Consider imaging with
- History of associated bleeding
- Globe displacement
- Abnormal nasal examination
- History of naso-orbital facial fractures, nasal sinus disorders
- Congenital malformations/facial clefts
These are not routinely used. Clinical evaluation is often all that is needed.
- Dacryocystography (DCG)
- Procedure: radiopaque material injected with a syringe through a lacrimal cannula and into each lower canaliculus and imaged radiographically
- This test can identify the level of obstruction and better define the anatomy as well as outline fistulae, diverticulae, mucoceles, neoplasms, and casts of the sac.
- In addition, slow clearance of the dye at 30 minutes can be helpful in confirming the presence of a functional block.

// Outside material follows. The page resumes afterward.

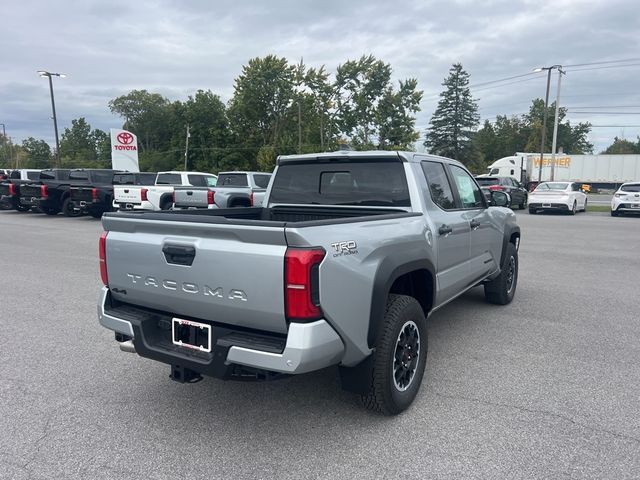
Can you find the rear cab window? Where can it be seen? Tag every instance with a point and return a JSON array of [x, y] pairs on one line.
[[168, 179], [261, 181], [355, 182]]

- Dacryoscintigraphy (DSG)
- Nuclear medicine test in which a radioactive tracer used to evaluate nasolacrimal drainage
- Advantages of being noninvasive and physiologic
- Helpful in identifying the site of obstruction, confirming decreased transit time in functional blocks, and quantifying tear drainage
Testing for staging, fundamental impairment
Clinical evaluation and occasionally imaging is used to assess the disease stage.
Functional impairment is ascertained by patient history.